To take from the start of one part of this shift: bicycles. Bicycles still rank as probably one of the most ingenious of humanity’s inventions. Such a simple set of simple machines comes together to enable an economy of movement of which it seems no other land or air animal can match (sorry, the sea is a different category). The bicycle spurred the development of rubber in various directions (tire, road compound, sealant, clothing, etc.). It enabled women and other social groups to travel-and-create their own spaces away from the dominant voices of their times; while also speaking to the inability or extra-ability of groups of people to transform sections of their cities. One could argue, the bicycle is the social movement we’ve not yet shifted down from. In its expression of mobility, the bicycle transposed time and space for the individual, and for the environments which allowed those trails to be taken.
What’s most clear about mobility as we go forward within this century, is that mobility will be empowered, or curtailed, through environmental, political, and cultural factors. Social mobility for some groups will be like a bicycle which has gained gears. For others, the gears they have gained now need to become internalized, become less resistant to external elements, and maybe even use a different chain in order to continue moving.

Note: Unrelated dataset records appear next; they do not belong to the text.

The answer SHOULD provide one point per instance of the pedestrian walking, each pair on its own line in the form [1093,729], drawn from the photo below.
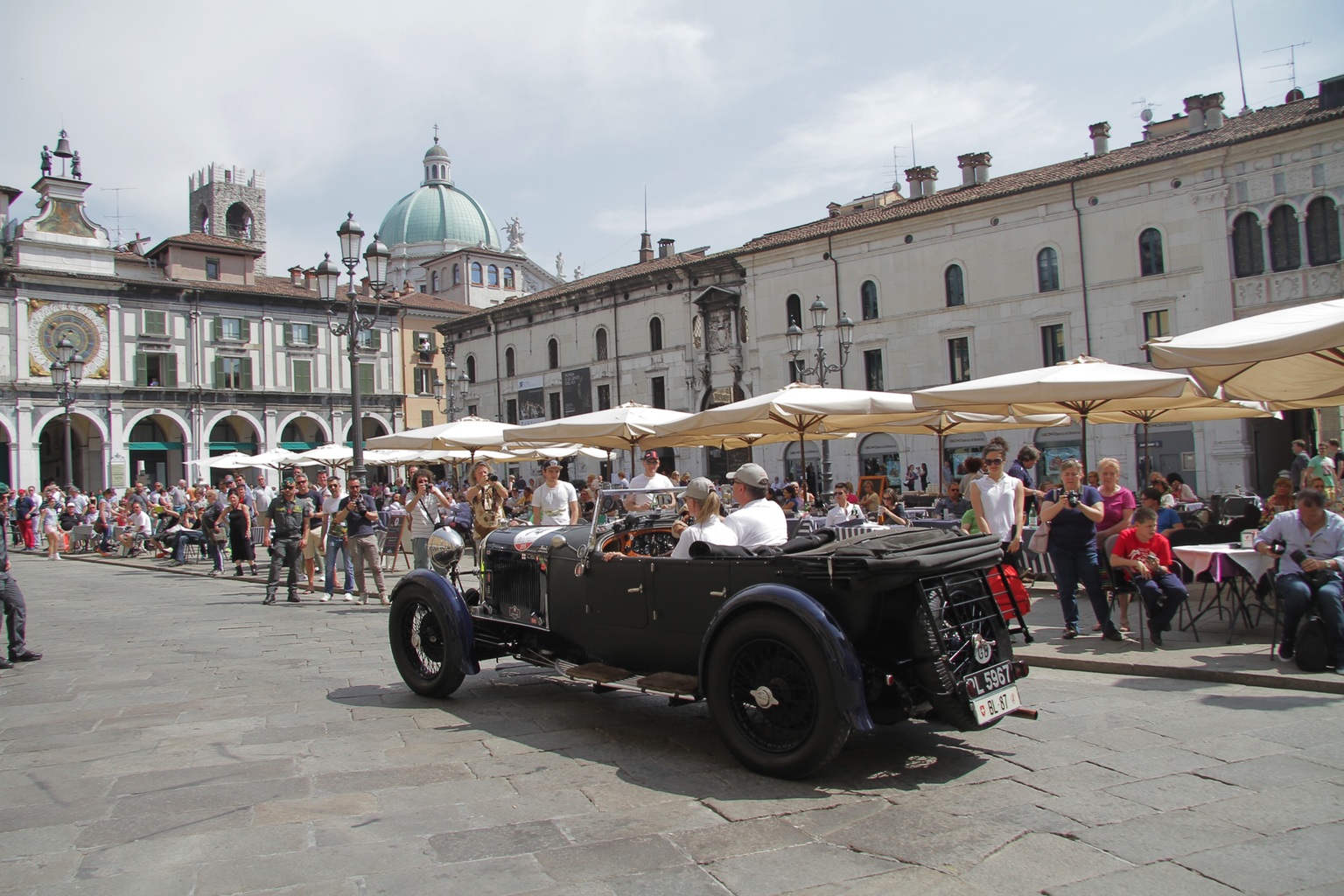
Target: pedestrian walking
[11,598]
[290,517]
[359,516]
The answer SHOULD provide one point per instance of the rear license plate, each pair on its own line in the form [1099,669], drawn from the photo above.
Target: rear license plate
[995,704]
[988,680]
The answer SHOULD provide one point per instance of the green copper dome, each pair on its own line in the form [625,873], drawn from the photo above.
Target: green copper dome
[436,213]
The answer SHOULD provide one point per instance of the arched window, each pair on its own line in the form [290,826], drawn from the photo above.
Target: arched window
[955,285]
[1285,248]
[1323,231]
[869,300]
[1248,246]
[1151,253]
[1047,270]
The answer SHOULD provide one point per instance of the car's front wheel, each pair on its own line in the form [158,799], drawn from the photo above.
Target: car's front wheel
[772,695]
[424,645]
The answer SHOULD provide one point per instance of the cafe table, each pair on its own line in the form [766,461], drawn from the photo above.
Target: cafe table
[1236,570]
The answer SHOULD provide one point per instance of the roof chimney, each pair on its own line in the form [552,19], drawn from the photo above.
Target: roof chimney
[1195,115]
[1213,105]
[915,185]
[975,168]
[1101,137]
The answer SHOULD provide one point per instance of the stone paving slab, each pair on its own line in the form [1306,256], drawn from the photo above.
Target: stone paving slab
[168,745]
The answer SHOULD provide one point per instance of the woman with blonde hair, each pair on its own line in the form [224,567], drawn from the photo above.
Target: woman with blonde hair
[702,501]
[1120,504]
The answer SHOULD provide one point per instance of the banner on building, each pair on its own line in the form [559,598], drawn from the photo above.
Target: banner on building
[577,391]
[531,402]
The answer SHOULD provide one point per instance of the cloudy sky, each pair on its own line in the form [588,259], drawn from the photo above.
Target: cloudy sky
[739,118]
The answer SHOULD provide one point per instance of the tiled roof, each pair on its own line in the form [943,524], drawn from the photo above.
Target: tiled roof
[1236,130]
[206,241]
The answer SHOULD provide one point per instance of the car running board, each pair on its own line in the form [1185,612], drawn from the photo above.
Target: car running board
[675,687]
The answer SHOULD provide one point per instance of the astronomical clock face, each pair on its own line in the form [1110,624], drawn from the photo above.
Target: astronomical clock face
[84,326]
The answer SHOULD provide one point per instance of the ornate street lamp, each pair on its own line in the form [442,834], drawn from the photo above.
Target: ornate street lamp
[448,403]
[328,280]
[794,335]
[66,373]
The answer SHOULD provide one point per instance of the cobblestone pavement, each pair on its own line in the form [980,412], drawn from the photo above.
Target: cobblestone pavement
[182,738]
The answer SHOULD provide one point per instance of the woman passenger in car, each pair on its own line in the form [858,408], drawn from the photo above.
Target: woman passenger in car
[702,500]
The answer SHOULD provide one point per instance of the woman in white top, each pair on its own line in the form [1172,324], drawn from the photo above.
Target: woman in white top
[843,511]
[423,516]
[702,501]
[998,500]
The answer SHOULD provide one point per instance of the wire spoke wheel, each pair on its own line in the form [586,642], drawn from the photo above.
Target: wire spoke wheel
[425,645]
[773,695]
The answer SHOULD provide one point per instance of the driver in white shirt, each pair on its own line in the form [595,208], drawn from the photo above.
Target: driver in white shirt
[651,479]
[759,522]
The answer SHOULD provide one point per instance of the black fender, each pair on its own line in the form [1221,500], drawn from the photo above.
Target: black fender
[831,637]
[458,617]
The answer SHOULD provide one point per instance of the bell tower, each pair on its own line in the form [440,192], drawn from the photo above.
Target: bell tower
[230,203]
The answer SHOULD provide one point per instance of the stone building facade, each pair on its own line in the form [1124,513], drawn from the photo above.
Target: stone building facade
[1205,220]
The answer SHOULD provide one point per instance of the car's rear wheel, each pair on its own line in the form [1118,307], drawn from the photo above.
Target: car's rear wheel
[772,695]
[426,652]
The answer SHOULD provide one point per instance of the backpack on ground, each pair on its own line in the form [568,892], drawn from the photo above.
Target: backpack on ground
[1313,645]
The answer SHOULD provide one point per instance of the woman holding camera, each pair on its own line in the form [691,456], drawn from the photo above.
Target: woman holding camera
[1073,514]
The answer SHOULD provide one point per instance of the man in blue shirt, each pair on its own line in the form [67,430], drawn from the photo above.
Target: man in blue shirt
[1316,537]
[1168,520]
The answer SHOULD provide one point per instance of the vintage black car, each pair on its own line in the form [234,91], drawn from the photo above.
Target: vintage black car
[792,649]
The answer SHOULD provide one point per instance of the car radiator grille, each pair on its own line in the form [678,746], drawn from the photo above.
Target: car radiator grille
[514,586]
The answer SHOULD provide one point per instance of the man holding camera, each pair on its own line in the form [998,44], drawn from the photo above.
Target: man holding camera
[359,514]
[1309,543]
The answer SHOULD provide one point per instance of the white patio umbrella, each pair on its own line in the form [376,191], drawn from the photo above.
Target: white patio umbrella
[471,434]
[794,411]
[1291,358]
[944,424]
[619,427]
[1078,387]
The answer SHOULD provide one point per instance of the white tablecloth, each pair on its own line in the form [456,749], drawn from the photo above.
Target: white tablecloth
[1200,557]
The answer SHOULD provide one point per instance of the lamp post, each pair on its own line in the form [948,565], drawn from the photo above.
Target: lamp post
[822,368]
[66,373]
[448,402]
[328,278]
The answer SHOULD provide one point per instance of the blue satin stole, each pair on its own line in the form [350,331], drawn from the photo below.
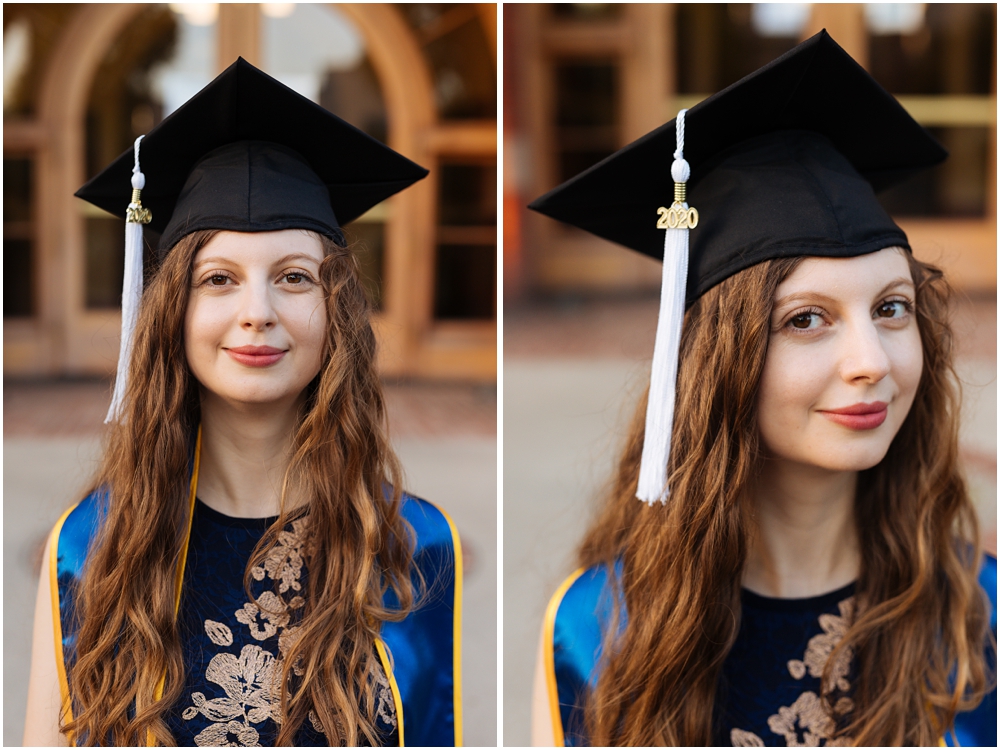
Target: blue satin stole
[579,615]
[424,648]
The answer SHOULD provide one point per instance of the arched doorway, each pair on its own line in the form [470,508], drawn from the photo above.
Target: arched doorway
[70,334]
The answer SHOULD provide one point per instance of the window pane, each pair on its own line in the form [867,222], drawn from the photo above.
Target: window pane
[586,11]
[460,57]
[466,282]
[465,275]
[18,280]
[30,33]
[18,238]
[587,114]
[468,194]
[16,190]
[947,49]
[366,239]
[720,43]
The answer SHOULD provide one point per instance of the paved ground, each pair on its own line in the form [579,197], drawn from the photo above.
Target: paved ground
[572,373]
[445,437]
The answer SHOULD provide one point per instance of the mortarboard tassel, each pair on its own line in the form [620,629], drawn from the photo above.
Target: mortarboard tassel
[132,285]
[677,220]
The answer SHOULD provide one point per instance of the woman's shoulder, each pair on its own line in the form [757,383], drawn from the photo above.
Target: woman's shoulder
[988,580]
[431,524]
[76,528]
[437,547]
[582,609]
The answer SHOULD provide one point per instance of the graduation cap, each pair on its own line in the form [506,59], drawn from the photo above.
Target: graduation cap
[244,154]
[785,162]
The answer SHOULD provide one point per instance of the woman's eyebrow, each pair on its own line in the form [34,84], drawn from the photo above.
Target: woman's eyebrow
[213,260]
[901,281]
[296,256]
[812,295]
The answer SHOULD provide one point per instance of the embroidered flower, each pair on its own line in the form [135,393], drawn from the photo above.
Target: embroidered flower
[247,682]
[272,610]
[806,717]
[218,633]
[740,738]
[284,561]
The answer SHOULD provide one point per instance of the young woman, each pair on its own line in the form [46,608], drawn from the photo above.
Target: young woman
[810,573]
[248,570]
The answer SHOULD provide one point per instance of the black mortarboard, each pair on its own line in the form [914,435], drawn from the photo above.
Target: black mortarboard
[245,154]
[783,163]
[249,154]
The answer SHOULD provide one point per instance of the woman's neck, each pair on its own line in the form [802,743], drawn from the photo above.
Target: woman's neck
[245,451]
[806,540]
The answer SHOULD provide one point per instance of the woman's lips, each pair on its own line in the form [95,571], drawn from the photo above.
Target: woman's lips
[859,416]
[256,356]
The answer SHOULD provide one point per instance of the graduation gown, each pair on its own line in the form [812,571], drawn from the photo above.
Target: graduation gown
[421,655]
[579,615]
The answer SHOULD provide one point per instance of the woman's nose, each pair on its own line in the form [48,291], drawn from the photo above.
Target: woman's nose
[865,357]
[257,312]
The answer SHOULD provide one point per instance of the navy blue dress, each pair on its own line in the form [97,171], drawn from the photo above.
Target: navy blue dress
[232,648]
[770,681]
[770,684]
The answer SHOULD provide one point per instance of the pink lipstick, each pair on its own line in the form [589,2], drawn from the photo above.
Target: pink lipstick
[256,356]
[859,416]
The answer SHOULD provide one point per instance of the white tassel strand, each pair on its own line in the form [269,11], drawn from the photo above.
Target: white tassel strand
[131,287]
[663,379]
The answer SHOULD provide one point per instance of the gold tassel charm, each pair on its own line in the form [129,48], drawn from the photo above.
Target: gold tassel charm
[136,213]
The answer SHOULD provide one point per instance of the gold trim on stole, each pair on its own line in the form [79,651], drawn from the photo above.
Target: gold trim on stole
[457,625]
[67,704]
[548,648]
[397,700]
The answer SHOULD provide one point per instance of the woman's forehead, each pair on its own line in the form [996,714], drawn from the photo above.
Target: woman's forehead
[841,277]
[261,247]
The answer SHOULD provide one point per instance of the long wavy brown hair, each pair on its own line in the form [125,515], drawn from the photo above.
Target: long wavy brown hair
[921,630]
[357,544]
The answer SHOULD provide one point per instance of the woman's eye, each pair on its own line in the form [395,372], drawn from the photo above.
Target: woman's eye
[804,321]
[892,309]
[296,278]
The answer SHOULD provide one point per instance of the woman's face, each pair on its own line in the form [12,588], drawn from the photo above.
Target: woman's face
[843,361]
[256,318]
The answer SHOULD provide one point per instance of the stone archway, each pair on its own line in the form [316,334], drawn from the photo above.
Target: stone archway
[406,81]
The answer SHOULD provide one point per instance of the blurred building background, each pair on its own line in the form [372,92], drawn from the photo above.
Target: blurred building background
[581,81]
[81,81]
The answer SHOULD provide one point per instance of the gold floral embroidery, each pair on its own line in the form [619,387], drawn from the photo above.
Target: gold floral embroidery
[807,715]
[247,682]
[251,680]
[821,646]
[284,561]
[741,738]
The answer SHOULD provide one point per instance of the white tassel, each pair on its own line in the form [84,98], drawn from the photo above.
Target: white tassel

Environmental mobility will ask that we look not just at where we want to travel, but what we might be leaving behind as some groups become consumers before they are asked to think about the wastefulness and efficiencies of what they consume. Sharper attention will be paid to cultural mobility — some groups deserve the agency to get onto their own bicycles, and not be limited by those who have been riding nearly-unimpeded for ages.
In a sense, “help us get there” is less a motto, and more the oil in the chains. Where we travel next might need a bit more tuning to the chain than what we’ve been doing to date.